Gallons of ink have been consumed over the past year or so in press coverage of the financial crisis in higher education. In my 40-plus years as a faculty member and senior leader in public and private institutions, nothing has come close to the financial challenges we face. Even the highly inflationary times of the 1970s, in which university budgets failed to keep pace with rising costs, pale by comparison.
Small wonder, then, that seemingly without exception every institution, public and private, two-year and four-year, has intensified its efforts to expand the level of private giving and the numbers of supporters who contribute to the annual fund. Campaigns for larger sums of money proliferate, though timelines for completion extend out longer than is usually the case.
The numbers are astronomical. Billion-dollar campaigns abound. It seems that the more you have in your endowment the more you must seek to replenish and expand it.

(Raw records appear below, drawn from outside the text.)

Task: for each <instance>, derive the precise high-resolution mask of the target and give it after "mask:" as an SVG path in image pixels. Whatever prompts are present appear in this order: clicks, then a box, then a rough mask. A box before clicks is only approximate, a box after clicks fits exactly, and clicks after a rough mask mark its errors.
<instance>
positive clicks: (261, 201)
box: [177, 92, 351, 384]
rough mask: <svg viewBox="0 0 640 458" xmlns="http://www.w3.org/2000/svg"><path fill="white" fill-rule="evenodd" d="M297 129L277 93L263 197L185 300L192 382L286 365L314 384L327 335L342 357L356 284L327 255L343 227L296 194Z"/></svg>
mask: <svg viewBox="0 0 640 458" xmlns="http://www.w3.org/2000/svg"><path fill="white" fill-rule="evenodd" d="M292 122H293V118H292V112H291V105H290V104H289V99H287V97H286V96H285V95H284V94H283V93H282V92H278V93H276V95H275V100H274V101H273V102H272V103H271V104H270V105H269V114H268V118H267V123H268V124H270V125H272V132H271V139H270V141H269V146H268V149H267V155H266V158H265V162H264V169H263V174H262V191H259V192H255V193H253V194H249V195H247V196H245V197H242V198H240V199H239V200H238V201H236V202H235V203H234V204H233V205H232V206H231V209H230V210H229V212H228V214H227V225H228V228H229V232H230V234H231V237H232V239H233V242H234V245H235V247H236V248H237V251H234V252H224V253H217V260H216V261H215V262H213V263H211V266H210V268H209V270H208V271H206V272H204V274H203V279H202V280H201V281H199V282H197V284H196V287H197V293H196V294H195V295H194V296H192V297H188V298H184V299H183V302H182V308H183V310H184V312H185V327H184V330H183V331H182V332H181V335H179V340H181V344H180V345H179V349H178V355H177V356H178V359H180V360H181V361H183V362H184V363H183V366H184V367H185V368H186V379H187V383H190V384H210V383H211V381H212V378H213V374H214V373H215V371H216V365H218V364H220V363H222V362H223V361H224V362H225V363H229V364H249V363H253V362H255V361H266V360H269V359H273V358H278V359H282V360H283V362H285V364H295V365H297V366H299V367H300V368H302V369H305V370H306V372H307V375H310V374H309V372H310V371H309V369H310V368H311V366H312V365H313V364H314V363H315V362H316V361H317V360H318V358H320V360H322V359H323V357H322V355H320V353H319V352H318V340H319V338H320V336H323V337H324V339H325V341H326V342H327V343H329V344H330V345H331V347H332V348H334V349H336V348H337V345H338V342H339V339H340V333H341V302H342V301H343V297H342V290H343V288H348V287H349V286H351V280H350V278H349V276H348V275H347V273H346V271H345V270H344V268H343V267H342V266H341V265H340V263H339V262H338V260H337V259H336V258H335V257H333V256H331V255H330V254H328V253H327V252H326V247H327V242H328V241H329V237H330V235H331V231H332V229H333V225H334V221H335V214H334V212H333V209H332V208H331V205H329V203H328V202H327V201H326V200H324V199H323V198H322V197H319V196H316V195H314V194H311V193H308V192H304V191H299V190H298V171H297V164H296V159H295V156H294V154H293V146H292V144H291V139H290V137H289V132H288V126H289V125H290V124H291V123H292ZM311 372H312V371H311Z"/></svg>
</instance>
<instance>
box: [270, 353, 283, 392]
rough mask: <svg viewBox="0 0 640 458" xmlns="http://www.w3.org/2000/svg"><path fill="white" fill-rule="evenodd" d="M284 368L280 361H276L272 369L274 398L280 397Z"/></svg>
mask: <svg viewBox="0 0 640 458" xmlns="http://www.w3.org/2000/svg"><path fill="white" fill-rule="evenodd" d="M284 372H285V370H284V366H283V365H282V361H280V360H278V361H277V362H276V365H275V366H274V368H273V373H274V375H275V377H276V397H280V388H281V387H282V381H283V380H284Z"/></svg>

Or, if you are one of those universities where endowments are modest (the vast majority of us), then you dare not sit idly by and do nothing. “Campaign mode” has become like breathing; if you stop, you die.
Bewildered alumni and community supporters must wonder when enough is enough, or at least sufficient. And what’s to be made of those mega-endowments that have grown so large that the institutions that have accumulated them over decades, if not centuries, do not even need to spend 5 percent annually to support campus operations from financial aid to paying the light bill on new privately funded facilities?

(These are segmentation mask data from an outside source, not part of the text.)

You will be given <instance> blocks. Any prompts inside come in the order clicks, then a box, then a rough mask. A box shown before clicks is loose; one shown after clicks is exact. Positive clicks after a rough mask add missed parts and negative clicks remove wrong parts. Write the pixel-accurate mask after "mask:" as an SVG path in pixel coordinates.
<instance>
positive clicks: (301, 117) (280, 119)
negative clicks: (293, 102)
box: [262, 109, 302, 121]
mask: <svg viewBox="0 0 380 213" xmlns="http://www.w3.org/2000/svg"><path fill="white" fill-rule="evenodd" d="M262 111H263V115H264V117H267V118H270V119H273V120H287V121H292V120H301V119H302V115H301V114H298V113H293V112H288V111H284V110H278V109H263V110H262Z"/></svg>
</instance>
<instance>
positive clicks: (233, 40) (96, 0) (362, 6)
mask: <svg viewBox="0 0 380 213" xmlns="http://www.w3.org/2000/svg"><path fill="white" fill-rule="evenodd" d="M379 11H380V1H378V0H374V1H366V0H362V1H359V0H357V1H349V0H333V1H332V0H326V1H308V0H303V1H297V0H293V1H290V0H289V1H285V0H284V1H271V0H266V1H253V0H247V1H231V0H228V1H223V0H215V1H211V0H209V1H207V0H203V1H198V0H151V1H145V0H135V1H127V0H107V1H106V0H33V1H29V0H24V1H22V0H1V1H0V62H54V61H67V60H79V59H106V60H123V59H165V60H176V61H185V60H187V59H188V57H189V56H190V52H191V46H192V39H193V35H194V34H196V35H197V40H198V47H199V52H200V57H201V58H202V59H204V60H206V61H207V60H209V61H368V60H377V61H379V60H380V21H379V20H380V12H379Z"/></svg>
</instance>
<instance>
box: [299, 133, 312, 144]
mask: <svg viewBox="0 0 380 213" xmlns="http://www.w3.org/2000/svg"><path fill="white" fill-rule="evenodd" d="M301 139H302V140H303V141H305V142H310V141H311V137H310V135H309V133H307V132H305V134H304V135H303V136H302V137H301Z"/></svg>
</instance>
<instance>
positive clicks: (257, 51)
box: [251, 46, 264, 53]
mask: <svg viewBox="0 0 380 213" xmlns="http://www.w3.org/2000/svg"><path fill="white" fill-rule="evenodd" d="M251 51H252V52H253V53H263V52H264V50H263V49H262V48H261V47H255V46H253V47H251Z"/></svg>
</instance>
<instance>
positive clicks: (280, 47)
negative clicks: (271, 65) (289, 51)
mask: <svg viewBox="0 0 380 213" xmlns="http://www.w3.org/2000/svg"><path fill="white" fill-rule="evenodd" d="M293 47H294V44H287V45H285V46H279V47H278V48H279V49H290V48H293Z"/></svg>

Lest you think that this is yet another rant about the need to spread the wealth across a broader spectrum of colleges and universities, let me assure you that I am a big fan of the super endowments and all that they enable our stellar institutions to accomplish. I applaud those individuals and foundations that have generously contributed to this success, and I hope that there is more of it in the future. Without private philanthropy the whole enterprise would be in considerably worse shape than it is.
Even so, one wonders if at least some of this generosity might have been better directed toward less well-endowed institutions. If you think I am arguing that this is so because they “need” it more than the richer ones do, again I plead innocence. I think a good case can be made for need-based philanthropy irrespective of the size of the endowment, the level of state support (even or perhaps especially in good times) or the specific purposes for which the dollars are sought. Colleges and universities are idea- and aspiration-driven places and if ever there is sufficient money to do all that is imagined, then that institution will surely be failing.
Rather, I am writing to suggest that some of this largesse might have had a broader and more encompassing impact had it been given with the explicit and primary purpose of attaining the biggest bang for the bucks.
I am not referring to those outsized eight- and nine-figure gifts that occasionally come along. These are so large that they are by definition transformational.
Nor am I speaking of the generous support by alumni and friends who give a few hundred to a few thousand dollars annually. These are the bedrock support for all of us, even those whose endowments are above $500 million, which is my personal threshold for the super-rich institutions.
Instead, I am referring to those six- and seven-figure gifts that come along largely though not exclusively in campaign times, where the notion of return on investment should play the primary role in the final decision.
Now I am certain that gifts of several hundred thousand up to a few million dollars always make an impact in every institution. Generous donors are to be applauded for keeping the numbers of those contributions at the center of university advancement efforts. Without them the overall success of campaigns of any size could not be attained.
But occasionally, perhaps a handful of these supporters who have real choices about whom to support (his alma mater or hers, the local college where your business prospers or the distant one where you got your degree decades ago, for instance) could ask the following question: Where would a gift of this size not just make a difference, large as that may be, but transform the institution or a piece of it into something that it currently only aspires to accomplish?
Once it has been determined that both institutions need the support and that both will be good stewards of the gift, it’s a matter of making your investment in the same way that you would make an investment in your business. Seeking the greatest return on that investment is a nice tiebreaker that will enable you as the donor to make the largest and most enduring impact.
Isn’t that what it’s all about, really?
Dr. Charles R. Middleton is the president of Roosevelt University in Chicago.